All of this sunshine was soon eclipsed by evil, on the 11th of September 2001. I was too young to remember anything, but the images of the Twin Towers in New York on fire is something that I grew up seeing. It was years later that I really understood what had happened on that fateful day. Unfortunately, the years to come would see more such attacks- London, Paris, Mumbai and even my home city of Bangalore were all attacked. I remember crying to sleep in 2008, after I had seen visuals of the Taj Hotel in Mumbai on fire after a Terrorist attack. For many months, the visuals never left me.

I remember the terrible Paris bombings of 2015, I was in the same city exactly two years before that, on that exact date. It was the most beautiful city I had ever been to. To see it torn apart broke my heart. The lights of the Eiffel tower were perhaps not bright enough to shun darkness.

I remember how my home city of Bangalore suffered in 2008. The attacks were not very intense but it sent a shockwave across the city. A city which was known for its laid back and peaceful atmosphere was suddenly in panic. I remember how afraid I was, hoping that no one we knew was in any of the areas where the attacks happened. The closest bombing to my house was a 30 minute drive away.

I remember how a synagogue in Mumbai was attacked and many senior members of the family who stayed there had been killed. I remember seeing images of Leopold cafe in Mumbai, filled with bullet holes and blood. I visited this place a few years later, and I couldn’t help but think of how innocent people were killed- for absolutely nothing.

I remember how after 26/11, almost all the big shops and malls in my city had metal detectors. Airports became much more cautious. Even my school had a metal detector at the entrance. I remember how suddenly terms like ‘Security Check’, ‘IED’, ‘Crude Bomb’, ‘Knife attack’, ‘Hostage situation’ became a part and parcel of most conversations.

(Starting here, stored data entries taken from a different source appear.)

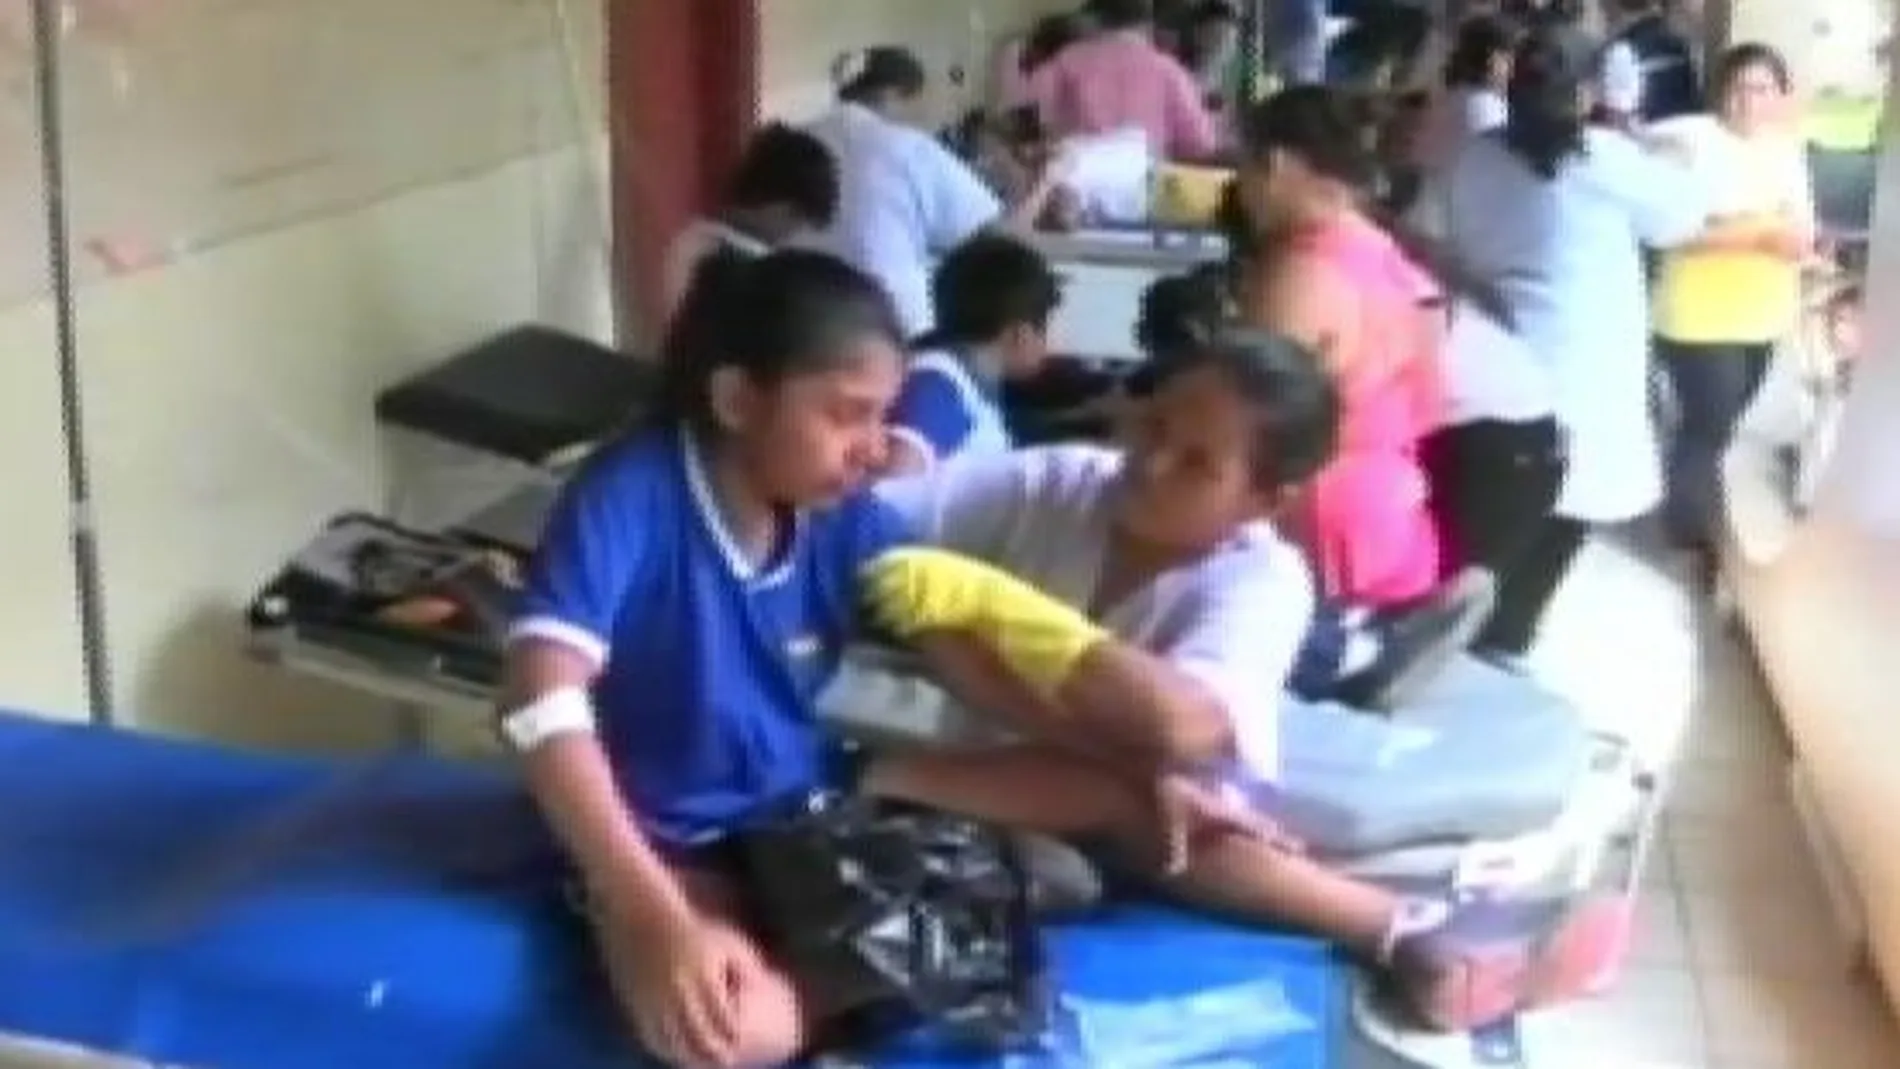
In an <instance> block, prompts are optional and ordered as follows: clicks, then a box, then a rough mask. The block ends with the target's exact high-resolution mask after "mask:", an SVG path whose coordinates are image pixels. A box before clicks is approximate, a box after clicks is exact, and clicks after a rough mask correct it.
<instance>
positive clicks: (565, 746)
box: [504, 640, 693, 930]
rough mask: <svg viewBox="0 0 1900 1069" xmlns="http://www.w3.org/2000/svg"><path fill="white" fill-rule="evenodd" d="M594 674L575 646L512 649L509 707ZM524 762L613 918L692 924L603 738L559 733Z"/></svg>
mask: <svg viewBox="0 0 1900 1069" xmlns="http://www.w3.org/2000/svg"><path fill="white" fill-rule="evenodd" d="M595 674H597V666H595V663H593V661H589V659H587V657H585V655H581V653H578V651H574V649H568V647H564V646H559V644H555V642H542V640H526V642H521V644H517V646H515V647H513V649H511V651H509V659H507V682H505V689H504V693H505V699H504V708H505V710H517V708H523V706H526V704H530V703H534V701H538V699H542V697H545V695H551V693H555V691H561V689H564V687H585V685H589V684H591V682H593V678H595ZM521 763H523V775H524V778H526V782H528V792H530V794H532V796H534V801H536V805H540V809H542V815H543V816H545V818H547V822H549V824H551V826H553V830H555V835H557V837H559V839H561V843H562V845H564V847H566V851H568V856H572V858H574V862H576V864H578V866H580V870H581V875H583V879H585V881H587V889H589V892H593V894H599V896H600V900H602V906H604V908H606V910H608V913H610V915H614V917H618V919H621V921H625V923H631V925H637V927H640V928H644V930H659V928H663V927H673V925H690V923H692V921H693V910H692V904H690V902H688V898H686V892H684V889H682V887H680V885H678V881H676V879H675V877H673V873H671V872H669V870H667V866H665V862H661V860H659V854H656V853H654V847H652V845H650V843H648V839H646V834H644V832H640V828H638V824H635V820H633V815H631V813H629V811H627V803H625V801H623V799H621V796H619V788H618V786H616V782H614V771H612V767H610V765H608V760H606V750H602V748H600V739H599V737H597V735H593V733H570V735H561V737H555V739H551V741H547V742H543V744H542V746H538V748H536V750H534V752H530V754H524V756H523V760H521Z"/></svg>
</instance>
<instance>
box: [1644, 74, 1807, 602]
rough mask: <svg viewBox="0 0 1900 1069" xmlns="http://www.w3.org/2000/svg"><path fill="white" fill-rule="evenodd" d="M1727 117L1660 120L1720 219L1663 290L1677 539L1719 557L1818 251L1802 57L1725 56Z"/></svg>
mask: <svg viewBox="0 0 1900 1069" xmlns="http://www.w3.org/2000/svg"><path fill="white" fill-rule="evenodd" d="M1712 87H1714V93H1712V97H1710V99H1712V103H1714V106H1716V112H1714V114H1706V116H1687V118H1682V120H1672V122H1666V123H1657V125H1655V127H1651V131H1649V137H1651V139H1653V141H1655V142H1657V146H1659V148H1661V150H1663V152H1670V154H1676V156H1680V158H1683V159H1685V161H1689V165H1691V167H1693V169H1695V173H1697V175H1699V178H1701V182H1702V184H1704V186H1706V192H1708V194H1710V196H1712V201H1714V205H1716V213H1714V215H1712V218H1710V224H1708V228H1706V230H1704V234H1702V237H1701V239H1697V241H1693V243H1689V245H1685V247H1682V249H1674V251H1670V253H1668V254H1666V256H1664V258H1663V270H1661V275H1659V279H1657V291H1655V298H1653V302H1655V306H1653V315H1655V334H1657V357H1659V361H1661V365H1663V368H1664V372H1666V374H1668V380H1670V385H1672V391H1674V395H1676V408H1678V414H1680V420H1678V423H1676V427H1674V429H1672V433H1670V435H1668V437H1666V439H1664V448H1666V461H1668V497H1666V501H1664V520H1666V526H1668V534H1670V537H1672V539H1674V541H1676V543H1678V545H1682V547H1683V549H1689V551H1695V553H1699V554H1702V560H1704V564H1710V562H1712V560H1714V558H1712V551H1710V547H1712V545H1714V541H1716V539H1714V532H1716V530H1718V516H1720V475H1718V469H1720V463H1721V454H1723V450H1725V448H1727V444H1729V439H1731V437H1733V433H1735V423H1737V420H1740V414H1742V410H1744V408H1748V403H1750V399H1752V397H1754V393H1756V389H1758V387H1759V385H1761V378H1763V374H1765V372H1767V365H1769V355H1771V351H1773V346H1775V342H1777V340H1780V338H1782V336H1784V334H1786V332H1788V330H1790V328H1792V327H1794V323H1796V317H1797V313H1799V292H1801V268H1803V264H1805V262H1807V260H1809V258H1811V256H1813V253H1815V196H1813V188H1811V180H1809V173H1807V161H1805V154H1803V150H1801V142H1799V139H1797V137H1796V131H1794V123H1792V122H1790V120H1794V108H1792V101H1790V97H1792V89H1794V85H1792V78H1790V74H1788V65H1786V61H1784V59H1782V57H1780V53H1777V51H1775V49H1771V47H1767V46H1763V44H1742V46H1735V47H1731V49H1729V51H1725V53H1723V55H1721V57H1720V59H1718V61H1716V70H1714V78H1712Z"/></svg>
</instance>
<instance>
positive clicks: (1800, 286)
mask: <svg viewBox="0 0 1900 1069" xmlns="http://www.w3.org/2000/svg"><path fill="white" fill-rule="evenodd" d="M1305 8H1311V6H1296V4H1286V6H1284V11H1283V13H1281V21H1279V23H1273V21H1269V27H1281V28H1283V30H1284V32H1286V40H1288V42H1290V44H1286V49H1288V51H1290V53H1294V51H1298V49H1307V47H1309V42H1307V40H1305V38H1303V36H1302V34H1303V32H1305V28H1303V23H1302V19H1303V17H1305V15H1309V13H1311V11H1307V9H1305ZM1465 8H1480V6H1478V4H1467V6H1465ZM1507 8H1514V9H1497V11H1467V13H1465V19H1463V21H1461V23H1459V25H1457V27H1455V30H1454V32H1450V34H1448V36H1450V47H1448V51H1446V63H1444V70H1442V87H1436V89H1433V91H1431V93H1427V97H1425V99H1423V101H1412V104H1414V106H1397V104H1393V103H1389V101H1383V103H1374V104H1368V99H1366V93H1364V87H1353V89H1343V87H1338V85H1324V84H1321V80H1319V78H1303V76H1298V74H1300V70H1313V68H1315V66H1324V63H1321V65H1313V63H1307V61H1302V63H1305V66H1300V65H1290V66H1288V74H1286V76H1284V78H1283V80H1284V82H1286V85H1284V87H1281V89H1279V91H1275V93H1271V95H1269V97H1265V99H1264V101H1262V103H1258V104H1246V106H1243V101H1245V99H1246V97H1248V95H1250V93H1252V89H1250V87H1246V85H1241V84H1239V82H1237V76H1235V74H1233V70H1235V68H1237V66H1235V63H1233V49H1235V47H1237V32H1239V27H1241V25H1243V23H1241V15H1243V11H1241V9H1239V8H1237V6H1231V4H1224V2H1212V4H1199V6H1193V8H1191V11H1188V15H1186V17H1184V19H1182V21H1178V23H1174V21H1170V23H1169V28H1170V30H1172V32H1170V34H1165V36H1163V34H1157V13H1155V9H1153V8H1151V6H1150V4H1144V2H1140V0H1094V2H1093V4H1089V6H1087V11H1085V13H1083V15H1075V17H1064V19H1056V21H1049V23H1045V25H1041V27H1037V30H1035V32H1034V34H1030V36H1028V38H1026V42H1024V47H1022V49H1020V55H1018V57H1016V61H1015V63H1016V72H1018V74H1020V80H1018V84H1015V85H1013V87H1009V89H1007V91H1009V93H1013V97H1009V99H1007V104H1009V106H1011V108H1016V110H1022V114H1018V116H1016V122H1018V127H1016V129H1005V127H996V125H982V127H980V129H965V131H961V133H963V137H961V139H948V141H946V139H942V137H937V135H935V133H933V131H927V129H925V127H923V125H921V122H920V101H921V99H923V97H925V89H927V72H925V66H923V65H921V63H920V61H918V57H914V55H912V53H908V51H904V49H902V47H895V46H882V47H870V49H861V51H853V53H849V55H845V57H842V59H840V63H838V66H836V70H834V74H836V80H838V104H836V108H834V110H830V112H828V114H826V116H825V118H821V120H819V122H817V123H813V125H809V127H802V129H796V127H785V125H773V127H768V129H764V131H760V133H758V135H756V137H754V141H752V146H750V150H749V152H747V158H745V161H743V165H741V167H739V171H737V173H735V175H733V178H731V186H730V194H728V197H726V201H724V203H722V205H718V209H716V211H712V213H711V215H709V216H707V218H705V220H703V222H701V224H697V226H693V228H692V230H690V232H688V234H684V235H682V237H680V241H678V243H676V245H675V258H673V272H671V285H669V294H671V300H673V308H671V327H669V332H667V344H665V351H663V374H665V389H663V397H661V403H659V406H657V410H656V412H654V414H652V418H650V420H648V422H646V423H644V425H642V427H640V429H638V431H635V433H629V435H627V437H625V439H623V441H619V442H614V444H610V446H606V448H602V450H600V452H599V454H597V456H595V458H593V459H591V461H589V463H587V465H585V469H583V471H581V473H580V475H578V477H576V478H574V482H572V484H570V486H568V490H566V494H564V497H562V503H561V505H559V509H557V513H555V516H553V520H551V524H549V528H547V534H545V543H543V547H542V551H540V554H538V560H536V566H534V568H532V575H530V581H528V596H526V604H524V608H523V611H521V619H519V623H517V627H515V632H513V638H511V657H509V663H511V670H509V695H507V701H505V708H507V718H505V723H511V725H513V727H511V737H513V739H515V741H517V744H519V746H521V748H523V750H524V752H526V758H524V763H526V769H528V778H530V784H532V788H534V794H536V797H538V799H540V803H542V807H543V809H545V813H547V816H549V820H551V824H553V826H555V830H557V832H559V835H561V837H562V841H564V843H566V847H568V851H570V853H572V856H574V860H576V866H578V870H580V873H581V877H583V881H585V885H587V889H589V900H591V915H593V919H595V925H597V928H599V934H600V940H602V946H604V955H606V963H608V968H610V974H612V980H614V985H616V991H618V993H619V995H621V1001H623V1004H625V1008H627V1012H629V1014H631V1018H633V1022H635V1023H637V1027H638V1035H640V1039H642V1041H644V1042H646V1044H648V1046H650V1048H652V1050H654V1052H656V1054H659V1056H661V1058H665V1060H667V1061H671V1063H676V1065H686V1067H701V1065H707V1067H741V1065H743V1067H752V1065H775V1063H781V1061H783V1060H787V1058H790V1056H792V1054H796V1052H798V1050H802V1048H804V1046H806V1044H807V1042H809V1041H811V1037H813V1035H815V1031H813V1029H817V1027H819V1025H821V1023H823V1020H825V1018H826V1016H828V1014H832V1012H836V1010H840V1006H832V1004H826V1001H825V993H823V991H813V989H811V987H809V985H807V984H804V978H800V976H788V974H787V972H785V970H783V968H781V966H779V965H775V963H773V959H771V957H769V955H768V953H766V949H764V947H762V944H760V942H758V932H756V928H754V925H752V919H750V917H749V913H747V896H745V887H743V881H741V879H739V875H737V872H735V870H733V866H731V856H730V835H731V834H733V832H735V830H741V828H745V824H747V822H749V820H754V818H758V815H760V813H764V811H766V809H769V807H771V805H779V803H783V801H785V799H788V797H798V796H800V792H807V790H811V788H815V786H832V788H838V790H851V792H863V794H868V796H876V797H891V799H904V801H914V803H925V805H933V807H939V809H948V811H954V813H963V815H969V816H975V818H982V820H990V822H996V824H1001V826H1009V828H1016V830H1026V832H1037V834H1047V835H1060V837H1064V839H1075V841H1089V843H1098V845H1102V849H1104V851H1106V854H1108V856H1112V858H1113V860H1115V864H1123V866H1127V868H1131V870H1134V872H1140V873H1142V875H1146V877H1148V879H1151V881H1153V883H1155V885H1157V887H1161V889H1165V891H1167V892H1169V894H1172V896H1176V898H1180V900H1186V902H1191V904H1197V906H1205V908H1210V910H1218V911H1222V913H1227V915H1239V917H1243V919H1256V921H1262V923H1273V925H1292V927H1298V928H1305V930H1313V932H1317V934H1322V936H1326V938H1332V940H1336V942H1340V944H1341V946H1345V947H1349V949H1351V951H1353V953H1357V955H1359V957H1360V959H1362V961H1364V963H1366V965H1368V966H1370V968H1376V970H1379V972H1381V974H1383V976H1387V978H1389V980H1391V989H1393V993H1395V997H1397V999H1398V1001H1400V1003H1402V1004H1404V1006H1406V1008H1408V1010H1410V1014H1412V1016H1416V1018H1417V1020H1419V1022H1421V1023H1427V1025H1431V1027H1438V1029H1471V1027H1478V1025H1486V1023H1492V1022H1495V1020H1499V1018H1503V1016H1509V1014H1512V1012H1516V1010H1520V1008H1526V1006H1531V1004H1541V1003H1549V1001H1560V999H1568V997H1575V995H1579V993H1581V991H1583V989H1585V985H1587V984H1588V982H1590V980H1592V978H1594V976H1596V974H1598V970H1600V966H1602V965H1604V963H1602V955H1604V953H1609V949H1607V947H1604V946H1594V944H1592V940H1590V938H1587V936H1585V934H1587V932H1588V930H1592V925H1590V923H1588V917H1581V915H1564V917H1560V919H1558V921H1556V923H1554V927H1552V930H1549V932H1545V938H1537V940H1531V942H1526V944H1524V946H1516V944H1511V942H1505V944H1499V942H1497V940H1495V934H1492V932H1490V930H1488V928H1486V927H1484V925H1480V923H1478V917H1474V915H1473V913H1471V910H1469V908H1467V906H1463V904H1459V902H1446V900H1435V898H1419V896H1410V894H1402V892H1397V891H1393V889H1387V887H1379V885H1374V883H1366V881H1360V879H1353V877H1347V875H1343V873H1341V872H1338V870H1334V868H1330V866H1328V864H1326V860H1324V858H1322V856H1309V854H1307V853H1303V851H1302V849H1300V843H1298V837H1300V830H1298V828H1286V826H1281V824H1279V822H1277V818H1275V811H1273V805H1271V796H1273V790H1271V784H1273V782H1275V777H1277V769H1279V761H1281V739H1279V729H1277V727H1279V723H1281V716H1283V710H1284V708H1286V706H1288V703H1326V704H1324V708H1340V710H1355V708H1357V710H1378V708H1391V706H1402V704H1404V703H1406V701H1408V697H1410V695H1412V693H1414V691H1416V687H1417V685H1421V684H1425V682H1429V678H1431V676H1433V672H1435V670H1436V668H1438V666H1440V665H1442V663H1444V659H1446V657H1450V655H1455V653H1459V651H1469V653H1473V655H1476V657H1484V659H1488V661H1493V663H1497V665H1501V666H1509V668H1522V659H1524V655H1526V653H1528V651H1530V649H1531V647H1533V644H1535V638H1537V632H1539V623H1541V619H1543V617H1545V611H1547V608H1549V604H1550V600H1552V596H1554V594H1556V591H1558V587H1560V585H1562V581H1564V577H1566V573H1568V572H1569V570H1571V566H1573V562H1575V558H1577V554H1579V553H1581V551H1583V547H1585V545H1587V541H1588V537H1590V535H1592V532H1598V530H1602V528H1606V526H1613V524H1623V522H1628V520H1636V518H1640V516H1645V515H1649V513H1651V511H1655V509H1657V507H1659V505H1663V511H1664V516H1666V526H1668V532H1670V535H1672V537H1674V539H1676V541H1678V543H1680V545H1682V547H1683V549H1687V551H1691V553H1697V554H1704V556H1708V554H1712V553H1714V549H1716V547H1718V543H1720V541H1723V537H1725V535H1723V530H1725V524H1723V516H1721V515H1720V509H1718V507H1716V501H1718V499H1720V494H1718V486H1720V478H1721V471H1723V463H1725V461H1723V456H1725V450H1727V446H1729V441H1731V435H1735V427H1737V423H1739V422H1744V425H1746V427H1748V433H1754V435H1763V437H1771V439H1773V446H1771V452H1773V454H1775V456H1782V452H1786V450H1797V456H1799V458H1803V459H1801V461H1799V463H1801V467H1799V471H1801V473H1803V475H1797V477H1794V482H1792V484H1801V486H1805V482H1801V478H1805V473H1807V471H1811V465H1813V458H1815V456H1818V450H1824V444H1818V442H1815V441H1813V439H1811V427H1813V425H1815V420H1813V416H1811V414H1813V410H1815V408H1816V406H1818V408H1826V403H1824V399H1828V397H1835V393H1834V389H1835V374H1834V366H1835V365H1837V363H1839V365H1845V359H1847V357H1845V355H1843V357H1841V359H1839V361H1834V359H1830V363H1828V366H1826V370H1824V372H1820V374H1813V372H1811V370H1790V366H1792V365H1794V361H1807V363H1801V368H1813V366H1818V365H1815V363H1813V353H1815V351H1816V347H1818V349H1826V351H1830V353H1834V351H1839V353H1847V351H1851V349H1854V347H1858V328H1856V325H1854V315H1856V311H1854V309H1856V302H1858V291H1854V289H1853V287H1851V285H1845V287H1843V285H1835V287H1834V289H1828V291H1826V294H1824V296H1820V298H1816V296H1815V292H1816V291H1815V289H1813V281H1811V279H1813V275H1815V273H1816V270H1818V264H1820V262H1822V258H1820V256H1818V249H1820V245H1818V234H1816V222H1815V216H1813V207H1811V203H1809V199H1811V196H1809V194H1807V186H1805V177H1803V175H1805V173H1803V169H1801V156H1799V144H1796V142H1794V141H1792V139H1790V137H1788V133H1786V131H1788V127H1790V125H1792V123H1790V120H1792V85H1790V78H1788V70H1786V66H1784V65H1782V61H1780V59H1778V57H1777V55H1775V53H1773V51H1771V49H1767V47H1763V46H1752V44H1750V46H1737V47H1731V49H1727V51H1723V53H1721V55H1718V57H1714V61H1712V63H1710V78H1708V80H1706V87H1708V93H1706V95H1704V93H1702V85H1704V82H1702V80H1701V76H1699V74H1697V72H1695V63H1697V57H1695V49H1691V47H1689V46H1687V42H1685V38H1682V36H1680V34H1678V32H1674V30H1670V27H1668V25H1666V23H1664V21H1663V19H1661V9H1659V8H1655V6H1653V4H1649V2H1647V0H1621V2H1619V4H1617V9H1619V15H1621V21H1619V23H1617V27H1615V32H1617V36H1615V38H1613V40H1609V42H1592V40H1587V36H1585V34H1583V30H1581V28H1579V27H1577V25H1575V23H1573V21H1571V19H1568V17H1566V8H1564V6H1562V4H1550V6H1549V8H1550V9H1547V6H1543V4H1520V6H1507ZM1381 32H1387V36H1385V38H1379V40H1381V42H1389V40H1398V38H1404V40H1406V42H1412V38H1414V36H1419V38H1423V34H1397V36H1393V32H1391V30H1381ZM1296 46H1298V47H1296ZM1381 47H1387V46H1381ZM1417 47H1423V46H1421V44H1419V42H1412V49H1414V51H1416V49H1417ZM1321 53H1322V55H1324V49H1321ZM1630 57H1634V63H1632V59H1630ZM1404 59H1406V61H1408V63H1419V59H1417V57H1416V55H1408V57H1404ZM1296 68H1298V70H1296ZM1632 70H1634V76H1632ZM1395 91H1397V89H1395ZM1400 122H1404V123H1410V133H1408V135H1395V131H1393V123H1400ZM1127 127H1132V129H1140V131H1144V133H1146V137H1148V139H1150V144H1151V146H1153V148H1155V150H1157V152H1159V154H1161V156H1165V158H1174V159H1193V161H1207V159H1224V161H1226V163H1227V165H1231V167H1233V171H1235V178H1233V184H1231V186H1229V196H1227V197H1226V203H1224V205H1222V213H1220V218H1218V224H1220V228H1222V230H1224V234H1226V249H1227V258H1226V262H1222V264H1212V266H1208V268H1205V270H1195V272H1191V273H1186V275H1178V277H1167V279H1161V281H1157V283H1155V285H1153V287H1151V291H1150V292H1148V296H1146V298H1144V302H1142V309H1140V317H1138V323H1140V325H1138V344H1140V347H1142V349H1144V353H1146V355H1148V359H1146V363H1144V365H1142V368H1140V372H1138V374H1134V376H1131V378H1129V380H1127V382H1123V384H1119V385H1117V389H1115V391H1113V393H1112V395H1108V397H1104V399H1100V404H1102V410H1104V412H1106V414H1110V416H1113V420H1115V422H1117V423H1119V427H1121V433H1119V435H1117V437H1115V439H1113V441H1104V442H1066V444H1047V446H1018V444H1016V442H1015V441H1013V433H1011V414H1009V412H1007V408H1005V406H1003V403H1001V397H1003V389H1005V385H1009V384H1013V382H1028V380H1035V378H1037V376H1039V374H1041V372H1043V370H1045V366H1047V365H1049V357H1051V347H1053V344H1051V321H1053V315H1054V311H1056V309H1058V306H1060V302H1062V300H1064V292H1062V287H1060V283H1058V279H1056V273H1054V270H1053V268H1051V264H1049V262H1047V260H1045V258H1043V254H1041V253H1037V249H1035V245H1034V243H1032V241H1028V239H1026V235H1028V232H1030V230H1032V228H1035V226H1037V224H1045V222H1049V220H1051V213H1054V215H1060V201H1062V196H1064V148H1062V144H1064V139H1070V137H1073V135H1091V133H1104V131H1115V129H1127ZM954 146H961V148H963V150H965V152H967V156H959V154H958V152H956V148H954ZM1809 315H1818V317H1820V319H1824V325H1822V328H1818V332H1816V330H1801V328H1799V327H1801V323H1803V321H1805V317H1809ZM1786 338H1799V342H1784V340H1786ZM1790 346H1792V347H1796V349H1799V353H1794V355H1790V353H1786V351H1782V349H1788V347H1790ZM1778 353H1780V355H1778ZM1653 361H1655V363H1657V365H1659V366H1661V368H1664V372H1666V378H1668V382H1670V384H1672V385H1674V395H1676V408H1678V410H1680V420H1676V422H1674V425H1670V427H1668V429H1664V431H1659V427H1657V422H1655V416H1653V403H1651V401H1653V399H1651V378H1653V376H1651V363H1653ZM1784 365H1788V366H1784ZM1763 380H1767V382H1771V384H1775V391H1773V404H1771V395H1769V393H1767V391H1763V397H1761V403H1759V404H1758V408H1759V410H1758V412H1752V414H1750V418H1748V420H1744V410H1746V408H1750V404H1752V403H1754V399H1756V391H1758V385H1761V384H1763ZM1816 384H1820V385H1816ZM1765 406H1771V408H1773V412H1769V410H1767V408H1765ZM1803 499H1805V497H1803ZM1750 545H1754V543H1750ZM1763 553H1765V551H1763ZM876 638H882V640H899V642H902V644H906V646H910V647H912V649H914V651H916V653H918V655H920V657H921V661H923V665H925V668H927V672H929V674H931V676H933V678H935V680H937V682H940V684H942V685H944V687H946V689H950V691H952V693H956V695H958V697H961V699H963V701H965V704H967V706H969V708H975V710H982V712H984V714H994V718H996V720H997V723H999V725H1003V727H1005V729H1007V731H1009V735H1007V737H999V739H1007V741H999V742H996V744H994V746H984V748H977V750H969V748H959V750H931V748H925V750H874V752H870V754H868V756H866V754H863V752H853V754H844V752H840V750H838V748H836V746H834V744H832V742H830V741H828V739H826V735H825V731H823V729H821V725H819V723H817V720H815V712H813V708H815V701H817V693H819V689H821V687H823V685H825V684H826V682H828V680H830V678H832V676H834V672H836V670H838V665H840V657H842V655H844V651H845V647H847V646H851V644H855V642H864V640H876ZM1340 716H1351V712H1340Z"/></svg>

I remember the faces of the brave police and army personnel who stormed into the Taj Hotel to rescue hostages.I remember the football match between France and Germany during which Paris was bombed. I remember the cafe in Sydney which was attacked.

I remember our tour guide in Bali, telling us about the Bali bombings and how the swimming pools of hotels were used to treat those who had suffered from burn injuries. I remember texting my friends in Brussels after the city was the victim of a terrible terror attack.

I remember how Easter Sunday was a day of horror in Sri Lanka, as terrorist groups had planted bombs in many of the major Churches. I remember sitting in church that morning, while my phone’s news app updated me on what had happened. I remember the fear that came over me, each time we went to church after that.

I’m not a skeptic, in fact I believe we can eventually have peace. But each time I hear the word ‘millennium’, I am filled with pain, because it’s a stark reminder to me that we have failed in our endeavour to make this millennium a peaceful one. How have we allowed religious extremism and those with a vile ideology to take over? How have we allowed them to kill so many innocent people? All for the sake of ideology? It will never make sense to me.

Every year on 9/11, when people write and talk about where they were on that day and what they were doing, I think about all the millenium babies and what they were doing on that day. Were they aware that the world they were going to grow into was one filled with hatred and fear? What was I thinking at that time?

Every year on 9/11, we must not only remember those who we lost that day but we must also honour their memory by vowing to stand up against religious extremism and hateful ideological positions which lead to violence. We must vow to create a world where generations of kids don’t grow up seeing visuals of bloodshed and violence. Every year on 9/11, I will remember all those who we lost to terrorism, lives that didn’t have to be cut short. All for the sake of what?